U.S. Drone Massacres Family in Kabul as Final Act

As U.S. forces were preparing to evacuate Afghanistan after 20 years of war, the Pentagon conducted a deadly drone strike in a residential area in Kabul that killed all 9 members of a family who lived next door to the target.

This final act, and perhaps it will not be the last bombing, is emblematic of what the U.S. war in Afghanistan has meant for the people of that country. Over 250,000 Afghans have died, including 71,000 civilians, since the U.S. invaded the country on October 7, 2001.

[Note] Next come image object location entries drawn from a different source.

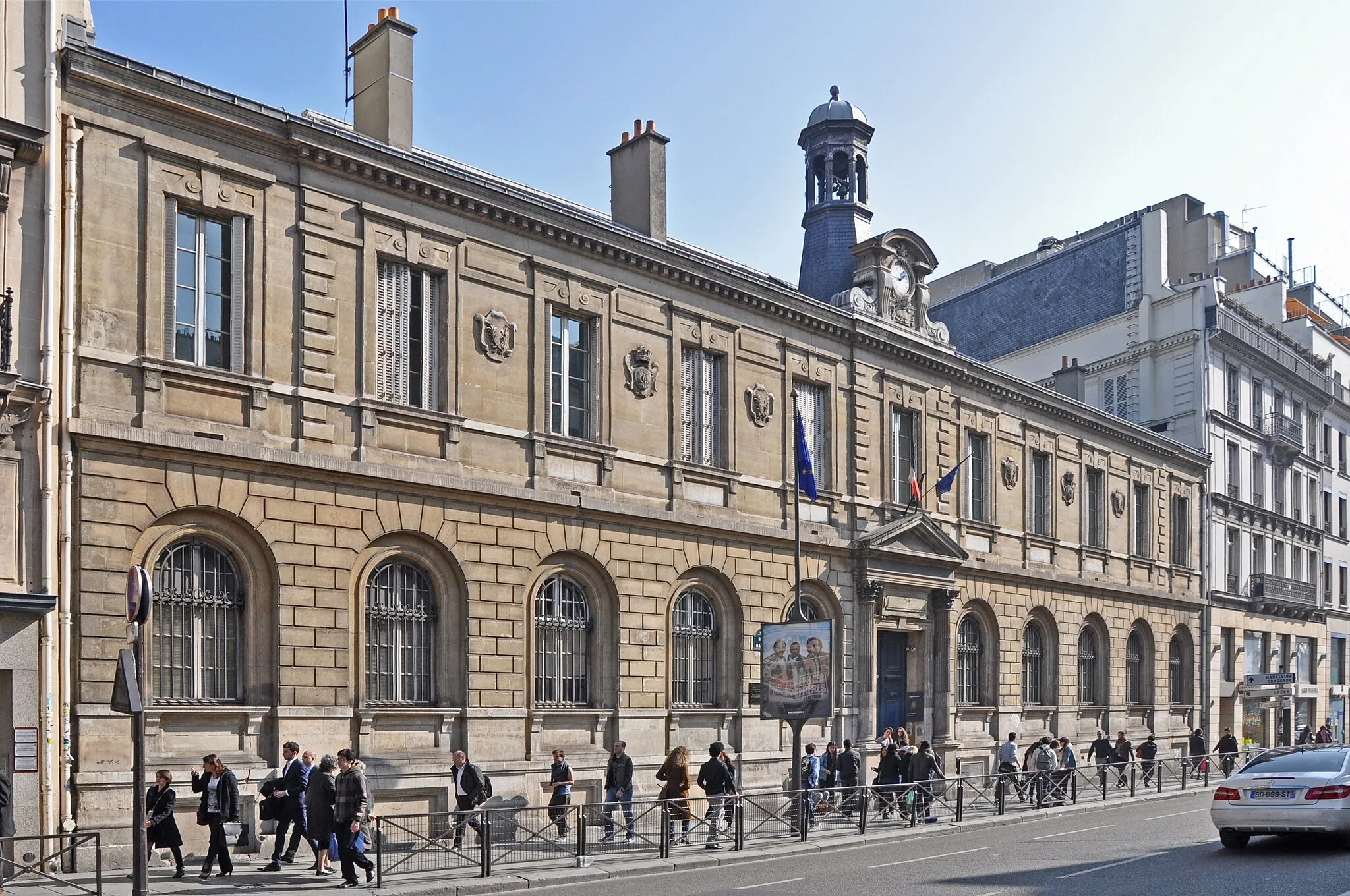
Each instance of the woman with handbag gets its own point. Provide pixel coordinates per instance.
(219, 791)
(162, 827)
(676, 773)
(320, 795)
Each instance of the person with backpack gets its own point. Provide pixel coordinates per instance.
(1148, 754)
(471, 790)
(719, 783)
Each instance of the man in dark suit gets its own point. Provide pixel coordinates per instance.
(291, 814)
(469, 794)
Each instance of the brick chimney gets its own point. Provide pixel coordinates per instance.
(637, 181)
(382, 81)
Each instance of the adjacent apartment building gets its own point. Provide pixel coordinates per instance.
(425, 459)
(1158, 319)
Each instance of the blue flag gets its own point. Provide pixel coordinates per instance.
(805, 474)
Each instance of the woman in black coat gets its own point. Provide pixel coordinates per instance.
(163, 829)
(219, 791)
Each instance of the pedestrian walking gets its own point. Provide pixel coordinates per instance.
(850, 766)
(351, 808)
(1227, 750)
(719, 781)
(219, 791)
(674, 773)
(161, 827)
(320, 824)
(1009, 767)
(470, 793)
(1146, 754)
(289, 794)
(619, 791)
(560, 780)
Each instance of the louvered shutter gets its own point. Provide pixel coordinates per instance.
(171, 271)
(238, 231)
(689, 386)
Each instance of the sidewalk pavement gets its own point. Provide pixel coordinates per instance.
(554, 872)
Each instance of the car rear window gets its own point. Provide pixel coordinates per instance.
(1294, 763)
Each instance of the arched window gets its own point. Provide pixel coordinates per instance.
(1134, 668)
(1033, 668)
(562, 642)
(693, 647)
(1087, 668)
(1179, 671)
(400, 641)
(970, 646)
(199, 598)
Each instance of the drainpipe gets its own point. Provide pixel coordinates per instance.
(68, 318)
(47, 436)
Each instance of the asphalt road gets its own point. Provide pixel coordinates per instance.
(1154, 848)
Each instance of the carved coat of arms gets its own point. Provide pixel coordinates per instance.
(496, 335)
(641, 369)
(759, 403)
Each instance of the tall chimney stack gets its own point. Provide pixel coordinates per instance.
(382, 81)
(637, 181)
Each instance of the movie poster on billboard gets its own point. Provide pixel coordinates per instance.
(796, 673)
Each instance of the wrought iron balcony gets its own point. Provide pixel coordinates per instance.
(1271, 587)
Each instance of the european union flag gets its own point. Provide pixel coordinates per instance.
(805, 472)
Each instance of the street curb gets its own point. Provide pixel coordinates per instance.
(519, 880)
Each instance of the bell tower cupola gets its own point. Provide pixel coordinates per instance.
(837, 216)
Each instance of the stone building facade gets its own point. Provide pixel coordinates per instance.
(425, 459)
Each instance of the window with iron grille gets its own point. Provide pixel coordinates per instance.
(573, 376)
(811, 401)
(1142, 498)
(204, 315)
(405, 335)
(978, 477)
(1179, 673)
(904, 451)
(1042, 494)
(702, 408)
(562, 644)
(1180, 530)
(198, 609)
(1087, 667)
(1033, 665)
(1134, 668)
(970, 647)
(1097, 508)
(400, 634)
(693, 651)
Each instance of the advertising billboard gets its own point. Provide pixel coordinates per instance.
(797, 678)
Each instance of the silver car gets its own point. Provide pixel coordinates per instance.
(1298, 790)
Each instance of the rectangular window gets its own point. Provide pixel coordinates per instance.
(405, 335)
(904, 453)
(1097, 508)
(1180, 530)
(1142, 497)
(813, 403)
(1233, 549)
(207, 291)
(1115, 396)
(1042, 504)
(702, 408)
(978, 477)
(572, 377)
(1257, 480)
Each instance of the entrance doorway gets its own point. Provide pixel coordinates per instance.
(891, 659)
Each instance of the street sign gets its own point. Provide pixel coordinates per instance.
(1271, 678)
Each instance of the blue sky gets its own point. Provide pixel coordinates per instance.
(997, 123)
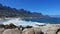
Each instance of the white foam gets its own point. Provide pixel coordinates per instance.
(18, 21)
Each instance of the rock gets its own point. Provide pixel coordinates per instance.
(32, 31)
(1, 30)
(28, 31)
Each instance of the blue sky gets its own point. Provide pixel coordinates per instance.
(46, 7)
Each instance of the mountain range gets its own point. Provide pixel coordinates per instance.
(6, 11)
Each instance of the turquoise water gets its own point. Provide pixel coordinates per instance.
(30, 21)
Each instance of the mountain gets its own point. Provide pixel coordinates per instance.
(6, 11)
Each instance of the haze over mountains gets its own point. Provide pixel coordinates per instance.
(6, 11)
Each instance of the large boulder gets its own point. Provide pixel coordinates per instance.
(35, 30)
(1, 30)
(11, 31)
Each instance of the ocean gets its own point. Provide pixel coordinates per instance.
(30, 21)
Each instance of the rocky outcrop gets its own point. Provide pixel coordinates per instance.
(11, 31)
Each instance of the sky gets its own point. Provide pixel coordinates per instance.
(46, 7)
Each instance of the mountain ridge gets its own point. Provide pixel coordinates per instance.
(6, 11)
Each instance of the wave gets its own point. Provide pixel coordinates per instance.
(19, 21)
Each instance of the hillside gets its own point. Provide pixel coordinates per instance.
(6, 11)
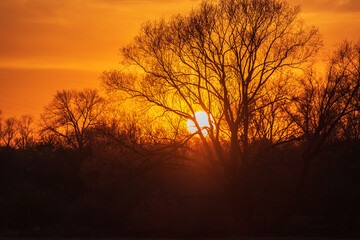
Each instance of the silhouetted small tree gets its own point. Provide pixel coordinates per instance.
(72, 114)
(322, 104)
(9, 131)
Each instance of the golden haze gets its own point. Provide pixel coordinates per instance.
(49, 45)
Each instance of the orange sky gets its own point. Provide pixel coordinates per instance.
(49, 45)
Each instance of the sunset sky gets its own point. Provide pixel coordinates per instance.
(49, 45)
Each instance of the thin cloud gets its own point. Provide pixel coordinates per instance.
(328, 5)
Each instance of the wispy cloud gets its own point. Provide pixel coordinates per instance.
(329, 5)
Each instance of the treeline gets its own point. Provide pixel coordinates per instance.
(280, 155)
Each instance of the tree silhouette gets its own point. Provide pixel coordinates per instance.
(8, 132)
(322, 104)
(26, 129)
(72, 114)
(221, 59)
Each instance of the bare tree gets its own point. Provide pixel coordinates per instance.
(217, 59)
(220, 59)
(322, 104)
(72, 114)
(26, 129)
(8, 132)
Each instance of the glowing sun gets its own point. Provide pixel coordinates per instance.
(203, 120)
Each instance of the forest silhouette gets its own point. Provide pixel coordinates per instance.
(280, 157)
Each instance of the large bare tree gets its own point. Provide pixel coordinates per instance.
(220, 58)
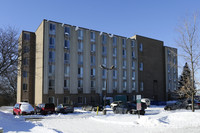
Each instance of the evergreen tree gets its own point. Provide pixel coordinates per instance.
(185, 88)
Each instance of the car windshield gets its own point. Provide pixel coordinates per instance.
(49, 105)
(26, 107)
(66, 105)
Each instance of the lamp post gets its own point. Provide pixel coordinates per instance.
(106, 68)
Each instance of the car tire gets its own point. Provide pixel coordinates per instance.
(129, 112)
(168, 109)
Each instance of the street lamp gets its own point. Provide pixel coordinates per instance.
(106, 68)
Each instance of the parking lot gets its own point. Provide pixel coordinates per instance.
(156, 119)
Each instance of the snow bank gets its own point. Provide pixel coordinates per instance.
(155, 120)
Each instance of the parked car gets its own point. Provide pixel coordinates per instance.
(64, 108)
(48, 108)
(23, 108)
(92, 107)
(182, 104)
(147, 101)
(115, 103)
(130, 108)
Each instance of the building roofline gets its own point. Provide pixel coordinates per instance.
(89, 29)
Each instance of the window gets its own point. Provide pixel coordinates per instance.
(104, 39)
(174, 70)
(66, 71)
(26, 36)
(174, 60)
(80, 71)
(124, 84)
(80, 34)
(104, 84)
(114, 41)
(24, 87)
(92, 36)
(93, 47)
(124, 74)
(67, 44)
(52, 28)
(92, 60)
(174, 77)
(67, 30)
(133, 85)
(132, 43)
(141, 86)
(51, 56)
(51, 84)
(25, 61)
(66, 83)
(114, 51)
(92, 71)
(115, 62)
(104, 60)
(133, 54)
(104, 73)
(80, 100)
(80, 46)
(168, 68)
(80, 59)
(104, 50)
(133, 75)
(123, 42)
(124, 63)
(133, 65)
(80, 83)
(114, 84)
(51, 42)
(114, 74)
(141, 47)
(51, 99)
(51, 69)
(25, 49)
(141, 66)
(25, 74)
(66, 58)
(92, 83)
(66, 100)
(124, 53)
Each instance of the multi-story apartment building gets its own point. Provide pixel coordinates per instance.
(171, 71)
(67, 66)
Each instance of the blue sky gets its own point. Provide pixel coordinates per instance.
(156, 19)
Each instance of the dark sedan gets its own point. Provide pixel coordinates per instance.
(183, 104)
(64, 108)
(130, 108)
(92, 107)
(48, 108)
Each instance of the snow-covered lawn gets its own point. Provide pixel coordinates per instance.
(156, 120)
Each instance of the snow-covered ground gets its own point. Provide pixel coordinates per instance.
(156, 120)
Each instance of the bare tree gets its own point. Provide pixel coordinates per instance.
(188, 41)
(8, 61)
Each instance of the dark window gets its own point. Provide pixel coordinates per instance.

The people of Afghanistan had nothing to do with the September 11, 2001, terrorist attack against the World Trade Center and the Pentagon, but they have paid a heavy price. So too have the thousands of young U.S. military personnel who were killed or wounded in this senseless war.

The 20-year long Pentagon operation is presented to the people of the United States as a noble cause that at some point went off the rails. Initially justified as an effort to destroy Al Qaeda, the occupation of Afghanistan was presented as an effort to protect the rights for girls and women.

As in Vietnam, the people of the United States were lied to by the government about the war—the causes and motivations for the war and how it was conducted. For 20 years, the people of the United States were told that there was a hopeful light at the end of this tunnel. But the generals and politicians knew otherwise. They knew there was no such thing as "winning". But they concealed the truth from the public.

This was not a benign or humane occupation. In December 2014, the U.S. Senate Select Committee on Intelligence released a scathing 6,700 page report documenting how the CIA and the Pentagon had engaged in a massive torture program against people who were arrested or kidnapped. Using the euphemism of “enhanced interrogation techniques”, the CIA and the Pentagon engaged in a program of systematic torture of thousands of people held at Bagram airbase in Afghanistan and in other Secret prison sites, and at Guantanamo. Torture methods included beating, binding, in concerted stress positions, hooding, subjection to deafening noise, sleep disruption, sleep deprivation, to the point of hallucination, the denial of food, drink, or medical care for wounds, as well as water boarding, walling, sexual humiliation, subjection to extreme heat or extreme cold, and confinement to small coffin-like boxes (report by the United States Senate Select Committee on Intelligence, December 2014).

The United States has frozen all of Afghanistan’s assets in an effort designed to impose collective punishment on the people as retaliation for the U.S. defeat in this 20-year long debacle. The ANSWER Coalition, which has opposed the war since its onset, demands that the United States government unfreeze all of Afghanistan’s assets and that the U.S. pay reparations to the people of Afghanistan for the death and destruction caused by this 20-year long imperial adventure.